Elasticsearch Profiling — Phase Report

Date: 2026-04-28 Target: Elasticsearch 8.17.2 (single-node, localhost:9200, API key auth disabled) Scope: Where does time go in the cluster-metrics ingest + query workload used by scripts/rtt_sweep_common.py, and what optimizations are available without changing ES configuration.


1. Setup

Index

index:    cluster-metrics
shards:   1 primary, 0 replicas (default for single-node)
mapping:
  epoch: long
  node:  keyword
  task:  keyword
  cpu:   float
  mem:   float
  net:   float

Workload

value
Nodes 30 (N001N030)
Tasks 200 (T001T200)
Rows per epoch 1,000,000
Epochs profiled 5
Total docs 5,000,000
Docs per (node, epoch) partition ~33,333
Bulk batch size 1,000 rows

Production query (verbatim from rtt_sweep_common.py:531-577)

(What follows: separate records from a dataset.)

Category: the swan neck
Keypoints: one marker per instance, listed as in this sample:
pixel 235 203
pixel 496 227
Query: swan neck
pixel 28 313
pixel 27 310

POST /cluster-metrics/_search per node, size: 0, no fetch:

{
  "size": 0,
  "query": {
    "bool": {
      "filter": [
        {"term": {"node": "<node_id>"}},
        {"term": {"epoch": <epoch>}}
      ]
    }
  },
  "aggs": {
    "cpu_pct": {"percentiles": {"field": "cpu", "percents": [0, 50, 90, 100]}},
    "mem_pct": {"percentiles": {"field": "mem", "percents": [0, 50, 90, 100]}},
    "net_pct": {"percentiles": {"field": "net", "percents": [0, 50, 90, 100]}},
    "cpu_sum": {"sum": {"field": "cpu"}},
    "mem_sum": {"sum": {"field": "mem"}},
    "net_sum": {"sum": {"field": "net"}}
  }
}

The percentiles aggregation uses t-digest internally (ES default, no tdigest/hdr field is required to enable it). ES has no exact-percentile aggregation; the only alternative is to set "hdr": {...} to switch the underlying algorithm to HDR histogram.

Run

A "30-node coverage" unit = querying all 30 nodes for one epoch. The production code does this serially (30 separate _search HTTP calls).

Profiling scripts:

  • scripts/profile_es_query.py — ingests 5 epochs and runs the production query with ES profile: true for fine-grained breakdown.
  • scripts/profile_es_query_decomp.py — decomposes the query into variants (which aggs are present) and transports (serial vs _msearch), without profile: true, with cache isolation. Outputs data/es_profile_decomp.csv.

2. Methodology Notes

Profile API distorts absolute timing

ES's profile: true inserts System.nanoTime() probes into per-doc inner loops. On this workload (33k docs × 6 aggs per call, very light per-doc work), the probe overhead inflates took by ~75–80%:

measurement profile=ON profile=OFF
D_td took (avg, ms / single call) 74.8 40.8

Profile-ON breakdown is only useful for relative ratios (which agg costs more than which). Absolute numbers come from profile-OFF runs.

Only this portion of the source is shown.